In some aspects, the processor may utilize an algorithm to adjust the measured IOP based on the calculated physical parameters of the sclera. The algorithm may take into account parameters such as the thickness, axial stiffness, and bending stiffness of the sclera. These parameters can provide valuable insights into the biomechanical properties of the eye, which can influence the clinical significance of a given IOP level. The algorithm may apply a correction factor to the measured IOP based on these calculated physical parameters of the sclera. This correction factor can be calculated using mathematical models or other computational methods. The adjusted IOP can provide a more personalized and accurate assessment of IOP, potentially improving the diagnosis and management of conditions such as glaucoma.
In some cases, the algorithm may also use corneal astigmatism data to provide feedback on corneal stiffness. Corneal astigmatism refers to a condition in which the cornea has an irregular shape, often resulting in blurred or distorted vision. The degree of corneal astigmatism can be measured using the optical gauge, and this data can be used by the algorithm to estimate the stiffness of the cornea. The stiffness of the cornea can influence the IOP measurement, as a stiffer cornea may resist deformation under pressure more than a less stiff cornea. By taking into account the corneal astigmatism data, the algorithm can provide a more accurate adjustment of the measured IOP.
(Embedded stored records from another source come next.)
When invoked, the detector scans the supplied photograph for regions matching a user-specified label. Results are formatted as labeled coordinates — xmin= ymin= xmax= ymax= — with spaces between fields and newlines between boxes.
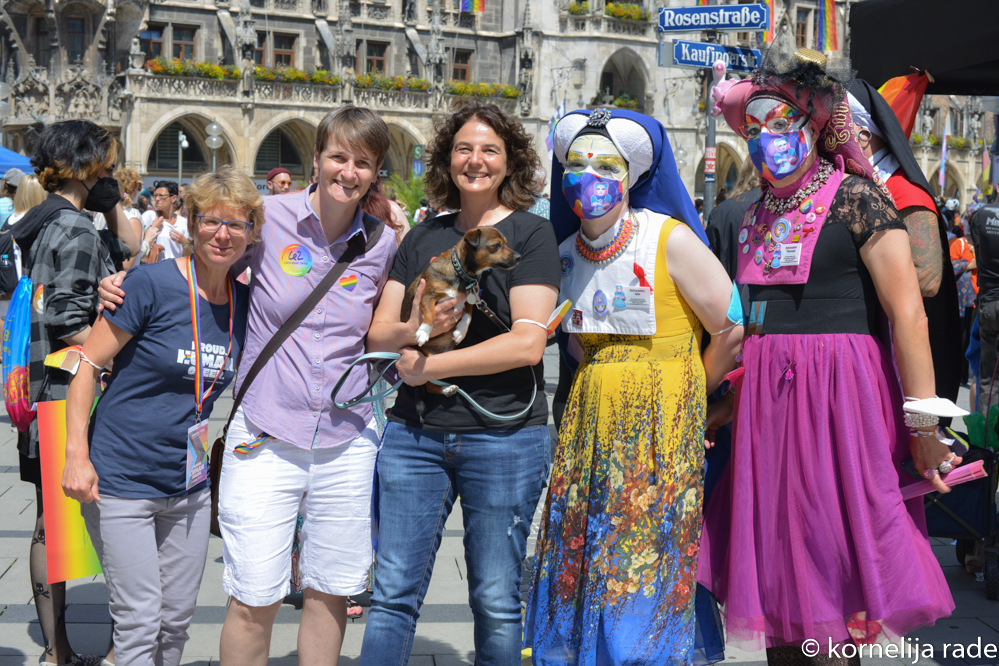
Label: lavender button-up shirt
xmin=234 ymin=185 xmax=396 ymax=449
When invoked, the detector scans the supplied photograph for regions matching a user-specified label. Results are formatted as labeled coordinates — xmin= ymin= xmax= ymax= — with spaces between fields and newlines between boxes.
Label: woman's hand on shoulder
xmin=97 ymin=271 xmax=125 ymax=312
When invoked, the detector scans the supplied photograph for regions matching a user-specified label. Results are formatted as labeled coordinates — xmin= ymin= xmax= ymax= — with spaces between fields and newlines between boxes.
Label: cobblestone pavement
xmin=0 ymin=348 xmax=999 ymax=666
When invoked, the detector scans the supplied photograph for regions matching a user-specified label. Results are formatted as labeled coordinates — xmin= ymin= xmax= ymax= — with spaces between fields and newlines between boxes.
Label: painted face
xmin=562 ymin=135 xmax=628 ymax=220
xmin=739 ymin=97 xmax=813 ymax=181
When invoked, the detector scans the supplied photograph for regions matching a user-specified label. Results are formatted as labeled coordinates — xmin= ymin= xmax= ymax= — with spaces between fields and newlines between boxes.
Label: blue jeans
xmin=361 ymin=423 xmax=550 ymax=666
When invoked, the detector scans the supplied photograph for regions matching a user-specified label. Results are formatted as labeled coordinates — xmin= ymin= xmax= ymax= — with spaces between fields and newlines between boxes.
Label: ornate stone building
xmin=0 ymin=0 xmax=992 ymax=203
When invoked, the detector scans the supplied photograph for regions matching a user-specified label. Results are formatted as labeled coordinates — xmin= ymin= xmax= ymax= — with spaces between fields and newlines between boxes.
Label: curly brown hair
xmin=423 ymin=100 xmax=541 ymax=210
xmin=31 ymin=120 xmax=118 ymax=192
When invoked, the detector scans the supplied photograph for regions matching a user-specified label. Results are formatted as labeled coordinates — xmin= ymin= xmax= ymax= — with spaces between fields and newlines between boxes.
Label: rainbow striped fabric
xmin=38 ymin=400 xmax=101 ymax=585
xmin=756 ymin=0 xmax=776 ymax=44
xmin=232 ymin=432 xmax=274 ymax=455
xmin=815 ymin=0 xmax=839 ymax=51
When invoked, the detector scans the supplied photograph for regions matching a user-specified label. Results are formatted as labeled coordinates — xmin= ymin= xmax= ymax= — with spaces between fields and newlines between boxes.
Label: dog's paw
xmin=416 ymin=324 xmax=430 ymax=347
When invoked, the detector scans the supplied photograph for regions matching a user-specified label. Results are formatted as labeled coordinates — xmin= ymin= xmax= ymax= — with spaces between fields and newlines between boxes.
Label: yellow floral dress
xmin=525 ymin=219 xmax=705 ymax=665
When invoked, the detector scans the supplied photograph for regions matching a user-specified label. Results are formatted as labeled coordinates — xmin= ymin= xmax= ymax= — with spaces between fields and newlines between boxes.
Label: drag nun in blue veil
xmin=525 ymin=109 xmax=741 ymax=666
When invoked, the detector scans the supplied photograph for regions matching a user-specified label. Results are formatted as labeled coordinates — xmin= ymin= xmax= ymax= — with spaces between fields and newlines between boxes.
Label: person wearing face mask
xmin=13 ymin=120 xmax=139 ymax=664
xmin=697 ymin=42 xmax=964 ymax=664
xmin=524 ymin=109 xmax=743 ymax=665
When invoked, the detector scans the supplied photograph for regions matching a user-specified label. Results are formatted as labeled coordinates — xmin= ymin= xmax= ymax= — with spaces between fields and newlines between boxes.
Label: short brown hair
xmin=316 ymin=106 xmax=391 ymax=167
xmin=184 ymin=164 xmax=264 ymax=243
xmin=31 ymin=120 xmax=118 ymax=192
xmin=423 ymin=100 xmax=541 ymax=210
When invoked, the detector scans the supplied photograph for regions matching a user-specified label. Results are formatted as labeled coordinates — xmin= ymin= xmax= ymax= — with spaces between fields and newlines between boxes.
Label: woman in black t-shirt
xmin=361 ymin=103 xmax=560 ymax=666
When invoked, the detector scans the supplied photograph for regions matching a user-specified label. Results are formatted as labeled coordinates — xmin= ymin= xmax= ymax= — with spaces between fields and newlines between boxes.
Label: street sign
xmin=659 ymin=3 xmax=770 ymax=32
xmin=659 ymin=39 xmax=763 ymax=72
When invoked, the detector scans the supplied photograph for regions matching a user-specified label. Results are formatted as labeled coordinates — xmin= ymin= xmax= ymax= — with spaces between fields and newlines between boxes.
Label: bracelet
xmin=905 ymin=412 xmax=940 ymax=428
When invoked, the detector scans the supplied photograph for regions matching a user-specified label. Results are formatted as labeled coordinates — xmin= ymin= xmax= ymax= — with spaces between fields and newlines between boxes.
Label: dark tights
xmin=28 ymin=486 xmax=73 ymax=664
xmin=767 ymin=645 xmax=860 ymax=666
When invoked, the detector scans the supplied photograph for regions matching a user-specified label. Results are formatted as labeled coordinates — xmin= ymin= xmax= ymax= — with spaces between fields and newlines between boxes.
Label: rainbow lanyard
xmin=187 ymin=254 xmax=236 ymax=425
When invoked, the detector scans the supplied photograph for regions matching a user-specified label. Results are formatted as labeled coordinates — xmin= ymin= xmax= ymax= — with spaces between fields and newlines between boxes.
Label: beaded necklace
xmin=576 ymin=207 xmax=638 ymax=266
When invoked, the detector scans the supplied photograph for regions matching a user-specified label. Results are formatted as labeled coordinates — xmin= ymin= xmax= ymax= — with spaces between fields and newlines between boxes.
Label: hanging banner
xmin=38 ymin=400 xmax=101 ymax=585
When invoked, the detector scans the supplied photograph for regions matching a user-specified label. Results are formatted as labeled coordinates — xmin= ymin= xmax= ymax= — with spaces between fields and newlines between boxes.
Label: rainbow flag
xmin=815 ymin=0 xmax=839 ymax=51
xmin=38 ymin=400 xmax=101 ymax=585
xmin=878 ymin=72 xmax=930 ymax=138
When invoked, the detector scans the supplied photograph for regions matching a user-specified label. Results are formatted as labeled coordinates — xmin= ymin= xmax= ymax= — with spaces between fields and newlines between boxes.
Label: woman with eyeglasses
xmin=62 ymin=166 xmax=264 ymax=666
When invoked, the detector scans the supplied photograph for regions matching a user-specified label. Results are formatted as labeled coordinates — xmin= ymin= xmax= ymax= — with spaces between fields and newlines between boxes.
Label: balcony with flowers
xmin=128 ymin=58 xmax=520 ymax=113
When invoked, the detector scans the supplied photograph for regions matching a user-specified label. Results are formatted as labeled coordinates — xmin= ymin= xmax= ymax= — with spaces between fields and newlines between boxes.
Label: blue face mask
xmin=749 ymin=128 xmax=811 ymax=181
xmin=562 ymin=171 xmax=624 ymax=220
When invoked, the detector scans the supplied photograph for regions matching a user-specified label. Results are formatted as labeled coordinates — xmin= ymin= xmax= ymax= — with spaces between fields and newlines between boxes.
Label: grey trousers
xmin=978 ymin=301 xmax=999 ymax=415
xmin=83 ymin=489 xmax=211 ymax=666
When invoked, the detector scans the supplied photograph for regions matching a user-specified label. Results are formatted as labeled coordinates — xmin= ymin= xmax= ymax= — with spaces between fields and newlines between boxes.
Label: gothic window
xmin=32 ymin=16 xmax=52 ymax=67
xmin=173 ymin=25 xmax=196 ymax=60
xmin=274 ymin=35 xmax=295 ymax=67
xmin=66 ymin=16 xmax=87 ymax=65
xmin=139 ymin=25 xmax=164 ymax=58
xmin=451 ymin=51 xmax=472 ymax=82
xmin=364 ymin=42 xmax=388 ymax=75
xmin=253 ymin=129 xmax=305 ymax=175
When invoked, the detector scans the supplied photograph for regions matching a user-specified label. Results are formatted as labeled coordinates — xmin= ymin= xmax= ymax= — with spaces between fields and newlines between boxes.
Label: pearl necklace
xmin=576 ymin=208 xmax=638 ymax=266
xmin=763 ymin=157 xmax=833 ymax=214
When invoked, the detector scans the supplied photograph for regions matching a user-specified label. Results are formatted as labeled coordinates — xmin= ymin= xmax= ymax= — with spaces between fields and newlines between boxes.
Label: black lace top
xmin=749 ymin=175 xmax=905 ymax=334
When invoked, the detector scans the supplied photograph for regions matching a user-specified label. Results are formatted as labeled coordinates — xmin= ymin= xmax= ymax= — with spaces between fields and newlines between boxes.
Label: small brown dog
xmin=399 ymin=227 xmax=520 ymax=356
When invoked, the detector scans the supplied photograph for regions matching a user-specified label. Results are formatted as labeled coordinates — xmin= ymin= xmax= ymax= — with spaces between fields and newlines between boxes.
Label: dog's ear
xmin=464 ymin=229 xmax=482 ymax=249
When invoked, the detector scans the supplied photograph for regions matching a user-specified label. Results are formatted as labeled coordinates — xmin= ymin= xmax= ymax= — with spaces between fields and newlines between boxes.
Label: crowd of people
xmin=0 ymin=32 xmax=984 ymax=666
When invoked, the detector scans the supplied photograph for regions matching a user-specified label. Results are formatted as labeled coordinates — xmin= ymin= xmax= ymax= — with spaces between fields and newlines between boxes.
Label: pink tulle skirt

In other aspects, the algorithm may be configured to adjust the measured IOP based on the calculated physical parameters of the sclera and the corneal astigmatism data in a variety of ways. For example, the algorithm may apply different correction factors to the measured IOP depending on the calculated thickness, axial stiffness, and bending stiffness of the sclera, as well as the degree of corneal astigmatism. The algorithm may also take into account other factors, such as the size and shape of the eye, the curvature of the cornea, and the dilation angle of the compression arms, when adjusting the measured IOP. This can allow for a more nuanced and personalized adjustment of the measured IOP, potentially improving the accuracy and clinical relevance of the IOP measurement.
The instructions may also include routines for determining geometric parameters of the eye based on the received corneal data and dilation angle, calculating physical parameters of a sclera of the eye based on the determined geometric parameters, and adjusting the received IOP measurements based on the calculated physical parameters of the sclera. These routines may involve applying mathematical models or algorithms to the received data to calculate the geometric and physical parameters, and to adjust the IOP measurements.
In some aspects, the instructions may include routines for capturing an image of an anterior surface of a lens of the eye and determining a degree of porosity of an anterior lens capsule based on the captured image. These routines may involve interfacing with a camera to capture the image, and applying image processing techniques to analyze the image and determine the degree of porosity.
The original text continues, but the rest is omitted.